Que te vaya bien...
Te lo dedica Petronia y Arion.
Lestat de Lioncourt
Su cuerpo se desplomó como si fuese
una pesada escultura de piedra contra el pavimento. El cabello del
muchacho se desplazó por su frente y rozó sus oscuras y espesas
cejas. Su piel pálida ahora lo era mucho más y sus ojos estaban
vidriosos debido a cientos de lágrimas que no logró derramar. El
cristal de sus gafas se quebró por el impacto mientras estas eran
despedidas lejos de su cara. La gabardina negra envolvía como un
sudario todo su cuerpo y sus botas llenas de fango al fin se detenía
tras los últimos espasmos. Estaba muerto. No había ni una gota de
sangre. Literalmente no quedaba nada de él. Era un cascarón vacío
que comenzaba a enfriarse sobre el suelo empedrado de aquella
estrecha calle peatonal. La luz de neón del tugurio del que había
surgido aún iluminaba sutilmente el callejón, y posiblemente lo
haría toda la noche hasta bien entrada la madrugada.
—No has tenido paciencia con el
muchacho—dijo una profunda voz masculina tras su estrecha figura.
El monstruo que lo había matado
permanecía a su lado observándolo. Miraba su cuerpo como si fuese
un montón de desperdicios y se preguntase en qué contenedor debía
echar cada resto. ¿Sólo a los restos orgánicos o lo desnudaba para
tirar la ropa al contenedor para caridad? Tal vez, sólo tal vez. Sus
pensamientos eran un misterio para él y para su compañero.
—No puedo tener paciencia con un
inútil—contestó con una voz modulada y ligeramente femenina. Su
tono de voz era agresivo por lo directo que podía llegar a ser.
—También mataste hace unas horas a
una pequeña mentirosa, ¿por qué?—susurró colocando sus oscuras
manos entorno a la estrecha cintura de su compañero. Aquel hombre
además de poseer una voz gruesa, pese a lo aterciopelada, era de
raza negra y tenía una musculatura soberbia que destacaba incluso
bajo su elegante gabardina—. Está empezando a refrescar pese a que
ya está llegando el verano.
—Sí, parece que las altas
temperaturas destruyen las escasas neuronas de los más
jóvenes—murmuró sin apartar sus ojos oscuros del cadáver—.
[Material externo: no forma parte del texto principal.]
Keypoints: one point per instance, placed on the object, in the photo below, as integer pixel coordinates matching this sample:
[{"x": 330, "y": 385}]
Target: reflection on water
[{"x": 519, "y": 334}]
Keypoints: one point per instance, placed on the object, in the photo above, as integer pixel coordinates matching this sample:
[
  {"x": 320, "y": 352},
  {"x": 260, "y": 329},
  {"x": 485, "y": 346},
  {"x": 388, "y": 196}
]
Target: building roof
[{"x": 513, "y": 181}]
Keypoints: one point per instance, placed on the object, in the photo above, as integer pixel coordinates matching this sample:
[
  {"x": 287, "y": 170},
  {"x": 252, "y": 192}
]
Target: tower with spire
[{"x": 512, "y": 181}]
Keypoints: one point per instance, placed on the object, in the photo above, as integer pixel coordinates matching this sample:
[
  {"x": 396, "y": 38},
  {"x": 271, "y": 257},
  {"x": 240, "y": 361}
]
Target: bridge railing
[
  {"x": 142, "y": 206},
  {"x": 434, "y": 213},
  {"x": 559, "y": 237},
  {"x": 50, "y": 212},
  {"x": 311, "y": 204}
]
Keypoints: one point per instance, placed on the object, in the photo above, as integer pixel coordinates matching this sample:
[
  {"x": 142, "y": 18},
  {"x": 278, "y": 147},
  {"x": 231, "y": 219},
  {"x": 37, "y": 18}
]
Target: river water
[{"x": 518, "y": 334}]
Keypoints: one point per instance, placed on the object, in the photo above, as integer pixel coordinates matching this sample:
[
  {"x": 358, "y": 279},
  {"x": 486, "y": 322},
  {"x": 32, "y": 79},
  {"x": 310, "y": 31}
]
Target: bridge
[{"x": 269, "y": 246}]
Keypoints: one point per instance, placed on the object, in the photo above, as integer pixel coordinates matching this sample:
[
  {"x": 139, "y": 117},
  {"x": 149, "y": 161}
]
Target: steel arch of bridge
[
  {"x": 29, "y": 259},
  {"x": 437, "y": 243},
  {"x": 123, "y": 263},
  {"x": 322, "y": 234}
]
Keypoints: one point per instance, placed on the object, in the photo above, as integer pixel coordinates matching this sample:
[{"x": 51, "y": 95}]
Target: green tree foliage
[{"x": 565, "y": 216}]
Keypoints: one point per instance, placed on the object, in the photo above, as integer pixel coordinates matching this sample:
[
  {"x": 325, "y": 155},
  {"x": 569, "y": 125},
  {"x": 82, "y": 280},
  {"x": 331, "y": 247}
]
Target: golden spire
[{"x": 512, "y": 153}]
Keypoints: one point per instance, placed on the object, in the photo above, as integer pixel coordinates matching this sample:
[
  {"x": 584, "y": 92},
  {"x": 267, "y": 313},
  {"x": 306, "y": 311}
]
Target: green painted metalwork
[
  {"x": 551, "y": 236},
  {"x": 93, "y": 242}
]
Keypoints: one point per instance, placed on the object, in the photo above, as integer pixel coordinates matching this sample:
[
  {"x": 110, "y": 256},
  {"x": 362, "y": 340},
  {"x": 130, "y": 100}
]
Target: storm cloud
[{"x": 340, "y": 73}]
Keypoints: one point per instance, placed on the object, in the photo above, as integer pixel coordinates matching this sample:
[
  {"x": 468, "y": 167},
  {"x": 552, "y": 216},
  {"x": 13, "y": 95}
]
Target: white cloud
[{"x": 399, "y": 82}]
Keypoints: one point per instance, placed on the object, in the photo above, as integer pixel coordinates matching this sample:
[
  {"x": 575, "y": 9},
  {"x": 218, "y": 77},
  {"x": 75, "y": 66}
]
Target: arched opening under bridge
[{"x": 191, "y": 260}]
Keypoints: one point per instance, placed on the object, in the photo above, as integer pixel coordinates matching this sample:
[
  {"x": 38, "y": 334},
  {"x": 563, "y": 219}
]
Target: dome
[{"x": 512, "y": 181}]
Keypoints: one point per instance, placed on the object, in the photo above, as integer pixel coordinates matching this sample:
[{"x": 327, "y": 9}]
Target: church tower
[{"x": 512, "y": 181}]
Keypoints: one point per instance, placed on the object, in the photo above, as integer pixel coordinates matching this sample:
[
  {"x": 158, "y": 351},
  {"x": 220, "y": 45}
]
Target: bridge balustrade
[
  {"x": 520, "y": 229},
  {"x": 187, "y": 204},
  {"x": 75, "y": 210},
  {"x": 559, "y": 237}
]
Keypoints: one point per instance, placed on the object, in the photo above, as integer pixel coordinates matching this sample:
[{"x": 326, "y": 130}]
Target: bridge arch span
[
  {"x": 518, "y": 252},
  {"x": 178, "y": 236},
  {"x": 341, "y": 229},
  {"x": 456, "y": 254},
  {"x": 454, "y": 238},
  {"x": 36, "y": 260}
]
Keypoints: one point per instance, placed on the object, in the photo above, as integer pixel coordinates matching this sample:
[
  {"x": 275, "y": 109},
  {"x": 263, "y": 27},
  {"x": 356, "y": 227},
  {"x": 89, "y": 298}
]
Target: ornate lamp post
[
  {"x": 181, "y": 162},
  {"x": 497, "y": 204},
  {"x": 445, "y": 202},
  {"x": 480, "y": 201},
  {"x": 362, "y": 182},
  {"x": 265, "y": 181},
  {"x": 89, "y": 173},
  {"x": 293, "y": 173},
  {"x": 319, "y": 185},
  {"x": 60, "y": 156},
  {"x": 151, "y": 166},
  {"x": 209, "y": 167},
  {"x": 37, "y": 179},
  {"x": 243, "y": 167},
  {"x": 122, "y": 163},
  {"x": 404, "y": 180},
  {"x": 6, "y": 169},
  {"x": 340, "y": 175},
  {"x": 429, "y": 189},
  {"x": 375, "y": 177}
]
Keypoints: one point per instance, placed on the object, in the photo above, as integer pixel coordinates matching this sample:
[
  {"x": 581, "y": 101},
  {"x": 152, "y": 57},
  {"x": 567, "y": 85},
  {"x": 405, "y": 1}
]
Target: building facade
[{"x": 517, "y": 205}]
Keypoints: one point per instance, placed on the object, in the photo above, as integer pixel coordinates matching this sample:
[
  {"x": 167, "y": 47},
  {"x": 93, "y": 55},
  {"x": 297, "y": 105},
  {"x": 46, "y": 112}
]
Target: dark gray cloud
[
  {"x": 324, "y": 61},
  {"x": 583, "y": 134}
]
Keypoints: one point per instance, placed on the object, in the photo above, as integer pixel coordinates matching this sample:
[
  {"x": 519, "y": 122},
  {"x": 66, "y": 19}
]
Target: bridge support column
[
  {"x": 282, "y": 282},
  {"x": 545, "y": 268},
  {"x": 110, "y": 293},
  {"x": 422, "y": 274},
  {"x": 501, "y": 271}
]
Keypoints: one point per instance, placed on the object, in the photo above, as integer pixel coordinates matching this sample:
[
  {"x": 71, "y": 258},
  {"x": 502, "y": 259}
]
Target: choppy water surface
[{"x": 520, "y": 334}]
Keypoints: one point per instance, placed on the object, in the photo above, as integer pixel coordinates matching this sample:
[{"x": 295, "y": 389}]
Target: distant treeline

¿Dónde puedo echar a este payaso? No me apetece viajar con él
hasta el pantano.
—Jamás he visitado Nueva Orleans
junto a ti—dijo pegando sus gruesos labios al vertiginoso cuello de
cisne de su acompañante—. Me gustaría ver ese pantano tan
famoso...
—Tal vez mañana... tal vez...
—comentó sacando un as de picas de su bolsillo para escribir en él
una frase que fuese perfecta para el cretino. Sonrió al ver su
estilosa caligrafía y la arrojó a sus pies. La frase decía: No
presumas de una cultura que careces.
De inmediato se levantó el sombrero de
ala ancha provocando que cayera su trenza para desatarla. Sus largos
cabellos oscuros cayeron en suaves ondulas sobre sus hombros, espalda
y pecho. Después se giró hacia él, rodeó su cuello apoyando sus
brazos en sus amplios hombros y sonrió.
—Ahora quiero ir a algún sitio que
me haga sentirme cerca de ti... Mi querido y dulce maestro, ¿dónde
me llevarás? Dime, Arion—murmuró dejando escapar una risotada.
Una mentirosa que culpaba a su
miserable vida de sus tragedias, cuando sólo son causa de nuestras
decisiones y acciones, y un idiota sin cultura ni educación estaban
muertos. La sangre corría por sus venas endulzando y calentando cada
una de sus arterias. Él sólo había tomado pequeños sorbos de
distintas mujeres que decidieron bailar descaradamente con el extraño
negro de pies inquietos, ritmo apasionado y mirada profunda. Ellas no
sabían que la única criatura que él amaba era un “ángel” cuyo
rostro tenía cincelada una cruel sonrisa.